National pharmacare could be costly for patients and taxpayers
Posted on March 2, 2016
By Brett J Skinner -
How many Canadians are insured, uninsured and under-insured for their prescription drugs? How will access to prescription drugs be affected by national pharmacare and what are the health implications for patients? How much cost will be shifted from private plans onto taxpayers under pharmacare? These are fundamental questions that pharmacare advocates fail to answer.
Since 2013, some academics and unions have been advocating for a national pharmacare program. The idea has been gaining political traction. Several provincial ministers of health have called for federal action on national pharmacare and both the NDP and Green Party made it part of their federal election platforms.
Pharmacare is proposed as a universal, publicly-funded, single-payer, prescription drug insurance system. It would replace Canada’s mixed system of public and private drug plans. Pharmacare would be either a federal program or a joint federal-provincial scheme. In other words, pharmacare would be a government-run monopoly.
The public discussion of this issue has been informed almost entirely by pro-pharmacare academics. Most recently, the Canadian Medical Association Journal published a study that estimated the cost of establishing pharmacare, concluding that it would reduce spending on prescription drugs. The authors argued that pharmacare could be made affordable by leveraging the buying and regulatory power of governments to achieve dramatic price reductions, and by limiting the range of therapeutic products available to patients through increased generic substitution and formulary restrictions.
In a recent study, colleagues and I took a counter view. We re-examined what a pharmacare monopoly will mean for patients and taxpayers. After looking at the evidence we concluded that there are at least three reasons why Canadians should be skeptical about pharmacare.

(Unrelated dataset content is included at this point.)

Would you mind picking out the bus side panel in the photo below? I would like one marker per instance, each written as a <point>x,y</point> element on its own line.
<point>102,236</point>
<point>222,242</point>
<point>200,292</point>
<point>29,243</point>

First, assuming realistic prices and no changes to the drug benefits currently enjoyed by Canadians, pharmacare will shift $13.2 billion in private prescription drugs related costs onto taxpayers. If implemented entirely as a federal program, pharmacare would shift $25.5 billion in current provincial government and private sector expenditures onto the federal budget. Employment losses and other indirect economic costs resulting from the government take-over of the private drug insurance industry could add another $4.1 billion in the first year.
This realization reinforces our second point, which is that to avoid these costs pharmacare would have to cut current drug benefits dramatically. Canada’s experience with government-run drug plans strongly suggests that pharmacare would indeed reduce patients’ access to medicines. Private plans provide faster and better access to the most innovative treatment options for patients. Our analysis showed that of the 39 new drugs approved by Health Canada in 2012, 36 (92%) were covered by at least one private drug plan compared to only 11 (28%) that were covered by at least one public plan - as of December 1st, 2013. For the new drugs that were covered, private drug plans took 143 days on average to approve coverage compared to 316 days for public drug plans.

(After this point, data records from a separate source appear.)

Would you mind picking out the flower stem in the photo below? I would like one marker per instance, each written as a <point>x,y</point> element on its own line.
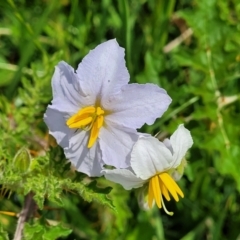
<point>28,210</point>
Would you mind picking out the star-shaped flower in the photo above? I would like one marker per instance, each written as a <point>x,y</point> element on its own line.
<point>155,163</point>
<point>95,112</point>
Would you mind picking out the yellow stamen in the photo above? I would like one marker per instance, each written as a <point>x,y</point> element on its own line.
<point>88,118</point>
<point>161,185</point>
<point>150,194</point>
<point>156,190</point>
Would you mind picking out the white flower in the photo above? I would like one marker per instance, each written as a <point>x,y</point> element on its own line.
<point>155,163</point>
<point>95,112</point>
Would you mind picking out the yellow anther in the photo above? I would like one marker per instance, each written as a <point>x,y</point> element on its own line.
<point>161,185</point>
<point>99,111</point>
<point>88,118</point>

Pharmacare will not improve benefits for the 11 million Canadians who are currently eligible for existing public drug plans. However, a pharmacare monopoly will force 24 million Canadians with private drug plans to accept the inferior coverage provided by public drug plans. This could have profound health and economic consequences. Research shows that access to newer medicines leads to more efficient achievement of better health outcomes. A 2013 study published by the Conference Board of Canada found that the costs associated with the use of innovative pharmaceuticals were offset by reductions in the use of other types of health care resources and a reduction in the productivity losses associated with disease as a result of improved health outcomes. In particular, the $1.22 billion spent on six classes of innovative drugs in 2012 generated offsetting benefits of nearly $2.44 billion in the same year.

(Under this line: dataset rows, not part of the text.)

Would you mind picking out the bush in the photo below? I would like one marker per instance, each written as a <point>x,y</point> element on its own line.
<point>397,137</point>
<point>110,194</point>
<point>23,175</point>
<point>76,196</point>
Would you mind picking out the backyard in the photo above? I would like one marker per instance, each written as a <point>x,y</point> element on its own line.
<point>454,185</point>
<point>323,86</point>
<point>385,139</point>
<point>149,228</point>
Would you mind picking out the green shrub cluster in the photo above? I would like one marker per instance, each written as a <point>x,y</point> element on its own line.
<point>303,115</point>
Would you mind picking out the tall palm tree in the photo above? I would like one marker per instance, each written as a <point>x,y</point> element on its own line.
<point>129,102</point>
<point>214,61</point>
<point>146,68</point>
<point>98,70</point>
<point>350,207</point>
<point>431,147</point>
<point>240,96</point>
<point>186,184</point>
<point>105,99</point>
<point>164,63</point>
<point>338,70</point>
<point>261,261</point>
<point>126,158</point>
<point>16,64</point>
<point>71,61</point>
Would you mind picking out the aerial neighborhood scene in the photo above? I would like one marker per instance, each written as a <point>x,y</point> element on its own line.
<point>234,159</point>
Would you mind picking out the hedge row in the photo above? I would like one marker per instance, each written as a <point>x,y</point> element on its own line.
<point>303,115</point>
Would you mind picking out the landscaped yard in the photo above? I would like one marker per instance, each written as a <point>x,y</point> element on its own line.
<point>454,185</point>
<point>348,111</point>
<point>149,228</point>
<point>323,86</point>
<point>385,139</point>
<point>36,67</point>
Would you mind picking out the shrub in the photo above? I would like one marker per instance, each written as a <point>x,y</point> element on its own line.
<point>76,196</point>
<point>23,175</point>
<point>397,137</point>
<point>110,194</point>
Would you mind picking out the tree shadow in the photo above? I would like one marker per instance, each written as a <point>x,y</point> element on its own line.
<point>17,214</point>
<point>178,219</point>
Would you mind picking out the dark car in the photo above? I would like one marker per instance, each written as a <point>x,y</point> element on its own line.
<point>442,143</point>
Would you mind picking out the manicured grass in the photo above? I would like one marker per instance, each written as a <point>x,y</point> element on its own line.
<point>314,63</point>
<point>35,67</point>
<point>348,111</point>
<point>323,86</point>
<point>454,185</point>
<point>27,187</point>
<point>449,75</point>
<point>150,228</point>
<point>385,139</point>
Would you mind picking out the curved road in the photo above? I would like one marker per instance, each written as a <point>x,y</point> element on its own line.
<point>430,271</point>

Our third conclusion is that a centralized national pharmacare monopoly is not necessary. Canada already has universal drug insurance coverage for catastrophic expenses, and near universal insurance coverage for ordinary prescription drug costs. Provincial and federal governments can and do act independently to achieve universal drug insurance systems within their respective jurisdictions. International experience also proves there are other less intrusive ways to achieve universal drug insurance coverage. Several advanced countries have universal private health insurance systems supported by means tested public subsidies. Quebec’s drug insurance system is somewhat similar to these countries and Quebec provides the best access to innovative prescription drugs among all of Canada’s publicly funded drug plans.
The real problem with drug insurance in Canada is that public plans are under-insuring patients compared to the coverage provided by private plans. Public drug plans simply provide many fewer treatment options for patients. A national pharmacare monopoly would impose this inferior coverage on all Canadians.
Brett J Skinner (Ph.D.) is co-author of the study “Pharmacare: what are the costs for patients and taxpayers?” which was published at Canadian Health Policy.